# Extracting information using Jikan API
https://docs.api.jikan.moe/

In [None]:
# Import Libraries
import requests, json, os, sys, time
import pandas as pd
from datetime import datetime

# V.5 BY PAGINATION

In [None]:
'''
Creating time variables.
'''
current_time = time.strftime("%H_%M_%S",time.localtime())
date = datetime.now()
actual_date = date.strftime("%Y_%m_%d")

'''
Preparing folder variables.
'''
os.chdir(os.path.dirname(sys.path[0])) # Este comando hace que el notebook sea la ruta principal y poder trabajar en cascada
folder_path = sys.path[0]
data_path = os.path.join(folder_path,"data") # Here we will save the csv that later will be created
logs_path = os.path.join(data_path,"logs") # Here we will save the log files

#Remove the limit to see the df
pd.set_option('display.max_columns', None)

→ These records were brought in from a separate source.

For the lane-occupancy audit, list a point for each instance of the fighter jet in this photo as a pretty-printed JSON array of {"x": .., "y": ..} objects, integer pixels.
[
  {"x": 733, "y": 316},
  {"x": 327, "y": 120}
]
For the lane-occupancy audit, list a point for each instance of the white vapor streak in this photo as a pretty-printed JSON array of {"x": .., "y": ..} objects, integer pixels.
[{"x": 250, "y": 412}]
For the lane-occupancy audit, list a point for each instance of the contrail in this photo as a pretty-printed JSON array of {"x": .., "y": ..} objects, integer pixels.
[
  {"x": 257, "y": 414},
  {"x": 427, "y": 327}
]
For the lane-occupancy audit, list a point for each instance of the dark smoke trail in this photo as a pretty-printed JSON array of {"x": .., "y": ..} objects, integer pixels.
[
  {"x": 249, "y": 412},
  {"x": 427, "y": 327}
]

#Creating the necessary lists
anime_list = []
missing_requests_list = []
resource_does_not_exist = []

'''
Creates the folders needed to store data for the current day (in case the folders does not exist).
'''
def create_folder(name):
    try:
        os.makedirs(os.path.join(folder_path,str(name)))
    except FileExistsError:
        print("The folder data already exist")
        pass
    try:
        os.mkdir(os.path.join(data_path,str("logs")))
        print("The folder",str("logs" +'_'+ actual_date),"was created")
    except FileExistsError:
        print("The folder",str(name +'_'+ actual_date),"already exist")
        pass
create_folder("data")

'''
To check if there is an empty value. If the category is empty, it returns None.
'''
def try_it(i):
    try:
        return i["name"]
    except:
        return None

'''
Def with a try check to get the finishing time of an anime, in case the anime is a movie, then it returns the release time.
If the anime is not a movie, it checks for the finishing time. If there is no finishing time, it returns None 
'''

url = "https://api.jikan.moe/v4/anime" # url of the api

r = requests.get(url)# request to a web page (url)    
 
data = r.json() # creating a variable for all the info we get

n_pages = data['pagination']['last_visible_page']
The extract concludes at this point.